CZWARTEK
W czasie mojej choroby udało mi się nauczyć tatę czegoś ważnego. Mianowicie:
Moje życie stało się piękniejsze. Już nie jestem skazany na jeden smak soku przez kilka dni pod rząd!
PIĄTEK
W piątek pojechałem na kolejną wizytę u lekarza. Na całe szczęście - skończyła się mniej boleśnie niż poprzednie.
Przyznam szczerze, że było mi to całkiem na rękę. Chociaż perspektywa bycia zależnym od plastikowej maszyny nie była najwspanialsza. Ale w sumie nie to jest najgorsze...

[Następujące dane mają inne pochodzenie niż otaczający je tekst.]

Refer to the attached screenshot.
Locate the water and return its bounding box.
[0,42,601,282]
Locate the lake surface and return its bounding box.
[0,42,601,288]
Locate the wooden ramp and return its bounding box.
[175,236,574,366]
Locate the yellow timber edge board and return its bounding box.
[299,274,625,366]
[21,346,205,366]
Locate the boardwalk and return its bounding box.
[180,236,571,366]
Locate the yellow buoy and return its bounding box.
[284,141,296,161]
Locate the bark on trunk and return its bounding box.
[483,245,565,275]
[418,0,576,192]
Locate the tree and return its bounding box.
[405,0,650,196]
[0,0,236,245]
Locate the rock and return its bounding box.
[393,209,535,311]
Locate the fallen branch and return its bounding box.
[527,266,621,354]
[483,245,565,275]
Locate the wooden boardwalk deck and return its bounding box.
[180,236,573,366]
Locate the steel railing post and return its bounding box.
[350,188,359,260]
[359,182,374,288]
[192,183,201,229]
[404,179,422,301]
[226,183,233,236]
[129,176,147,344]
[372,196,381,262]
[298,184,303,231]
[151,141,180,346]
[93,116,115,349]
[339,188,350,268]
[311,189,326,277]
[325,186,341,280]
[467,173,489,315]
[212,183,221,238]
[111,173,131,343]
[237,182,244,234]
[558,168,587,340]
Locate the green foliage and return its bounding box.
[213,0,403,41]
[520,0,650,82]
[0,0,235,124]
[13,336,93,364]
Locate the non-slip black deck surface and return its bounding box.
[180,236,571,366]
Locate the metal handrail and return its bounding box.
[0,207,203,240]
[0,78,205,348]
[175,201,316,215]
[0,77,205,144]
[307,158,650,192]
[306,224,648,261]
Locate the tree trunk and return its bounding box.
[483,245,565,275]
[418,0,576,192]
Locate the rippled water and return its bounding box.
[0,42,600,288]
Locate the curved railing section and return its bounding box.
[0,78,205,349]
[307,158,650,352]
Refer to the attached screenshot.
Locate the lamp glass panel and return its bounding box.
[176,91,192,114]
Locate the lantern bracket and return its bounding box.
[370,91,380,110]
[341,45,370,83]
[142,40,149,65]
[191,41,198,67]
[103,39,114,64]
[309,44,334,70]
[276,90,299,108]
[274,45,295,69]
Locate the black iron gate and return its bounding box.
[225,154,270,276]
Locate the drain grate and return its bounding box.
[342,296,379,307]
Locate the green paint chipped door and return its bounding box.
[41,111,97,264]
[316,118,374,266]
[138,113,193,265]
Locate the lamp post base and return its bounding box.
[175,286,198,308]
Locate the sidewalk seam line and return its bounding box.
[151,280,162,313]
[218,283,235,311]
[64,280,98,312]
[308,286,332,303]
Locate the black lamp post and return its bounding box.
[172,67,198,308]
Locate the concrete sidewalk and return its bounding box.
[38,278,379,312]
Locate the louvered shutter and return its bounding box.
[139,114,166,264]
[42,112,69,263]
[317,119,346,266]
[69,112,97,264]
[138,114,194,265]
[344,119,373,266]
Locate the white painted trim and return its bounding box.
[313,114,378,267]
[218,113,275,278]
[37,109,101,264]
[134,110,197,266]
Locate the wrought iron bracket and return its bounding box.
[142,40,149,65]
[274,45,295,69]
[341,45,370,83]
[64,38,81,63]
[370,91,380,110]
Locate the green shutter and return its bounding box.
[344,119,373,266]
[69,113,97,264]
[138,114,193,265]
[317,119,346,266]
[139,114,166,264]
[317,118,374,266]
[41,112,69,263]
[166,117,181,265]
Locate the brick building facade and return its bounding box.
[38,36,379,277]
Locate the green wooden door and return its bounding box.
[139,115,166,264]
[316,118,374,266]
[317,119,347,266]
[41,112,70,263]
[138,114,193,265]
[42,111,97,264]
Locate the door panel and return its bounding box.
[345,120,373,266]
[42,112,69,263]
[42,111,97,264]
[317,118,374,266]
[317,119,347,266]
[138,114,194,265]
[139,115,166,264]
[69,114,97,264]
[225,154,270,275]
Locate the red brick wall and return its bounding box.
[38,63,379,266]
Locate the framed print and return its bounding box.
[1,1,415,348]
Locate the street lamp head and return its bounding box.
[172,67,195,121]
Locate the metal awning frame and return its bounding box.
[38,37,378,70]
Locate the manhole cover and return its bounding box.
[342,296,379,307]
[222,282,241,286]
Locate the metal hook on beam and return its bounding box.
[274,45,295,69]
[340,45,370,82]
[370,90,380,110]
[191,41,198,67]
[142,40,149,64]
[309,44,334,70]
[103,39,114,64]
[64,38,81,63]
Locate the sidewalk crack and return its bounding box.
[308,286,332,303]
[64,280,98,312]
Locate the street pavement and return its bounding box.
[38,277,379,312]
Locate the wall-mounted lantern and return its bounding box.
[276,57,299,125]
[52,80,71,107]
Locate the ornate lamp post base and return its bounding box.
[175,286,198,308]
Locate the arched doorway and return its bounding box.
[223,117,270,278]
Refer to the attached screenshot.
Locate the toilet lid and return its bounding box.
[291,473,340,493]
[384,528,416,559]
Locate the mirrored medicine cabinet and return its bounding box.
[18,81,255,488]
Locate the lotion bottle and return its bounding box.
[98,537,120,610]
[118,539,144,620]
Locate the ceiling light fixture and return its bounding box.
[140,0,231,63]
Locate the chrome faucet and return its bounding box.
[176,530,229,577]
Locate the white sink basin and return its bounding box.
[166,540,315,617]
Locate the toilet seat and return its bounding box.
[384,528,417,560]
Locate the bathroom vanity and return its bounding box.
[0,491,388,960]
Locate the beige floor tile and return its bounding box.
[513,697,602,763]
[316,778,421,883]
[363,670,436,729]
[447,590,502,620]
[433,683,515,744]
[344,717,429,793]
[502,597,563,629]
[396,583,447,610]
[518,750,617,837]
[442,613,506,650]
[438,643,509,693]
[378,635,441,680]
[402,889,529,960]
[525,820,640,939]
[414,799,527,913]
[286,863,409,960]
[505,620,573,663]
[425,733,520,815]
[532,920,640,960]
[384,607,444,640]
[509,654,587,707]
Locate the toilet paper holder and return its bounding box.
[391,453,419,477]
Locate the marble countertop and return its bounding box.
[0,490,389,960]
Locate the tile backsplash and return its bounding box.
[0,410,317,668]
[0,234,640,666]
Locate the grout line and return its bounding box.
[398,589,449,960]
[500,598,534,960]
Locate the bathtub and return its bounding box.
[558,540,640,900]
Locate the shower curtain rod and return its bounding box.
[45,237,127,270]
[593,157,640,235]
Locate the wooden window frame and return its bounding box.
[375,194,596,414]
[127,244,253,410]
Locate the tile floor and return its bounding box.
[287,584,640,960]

Ech... Mam nadzieję, że jakoś przeżyję... chociaż tak patrząc na mój obecny stan - zapowiada się nieciekawie...
No to zdrowia! Ja też akurat jestem chory i od dwóch dni ledwo żyję....
OdpowiedzUsuńAlergicy łączmy się w bólu :/ Ale ty masz o wiele gorzej
OdpowiedzUsuńPowrotu do zdrowia
Wredna doktorka czy ona nie rozumie, że wiatr też zapach trawy przenosi O.o xD
Zdrowiej!
OdpowiedzUsuńA tak wgl to wybierasz się do Dębowca? :D
Alergia... fuuu... motylki, sterydy i szpitalne żarcie, udusić tego kto wymyślił alergię. Co do soku... może i bym się tym zgadzała, gdybym piła coś poza pomarańczowym xD No a post jak zawsze zajebisty :D
OdpowiedzUsuńEeh, alergia...sama nie wiem jak to jest, ale za to moja siostra męczy się z tym dzień w dzień :/ Zdrowia!
OdpowiedzUsuńamelia-bloog.blogspot.com
Bardzo fajny blog :) Alergia to nic złego, ale da się przeżyć, nie?
OdpowiedzUsuńpastelowyswiatwedlugmnie.blogspot.com
Bardzi mi przykro ;/
OdpowiedzUsuńOstatnio też kiepsko się czuję..
Napisałam do Ciebie,ale nic nie odpowiadasz.. nie wiem czy doszło (?)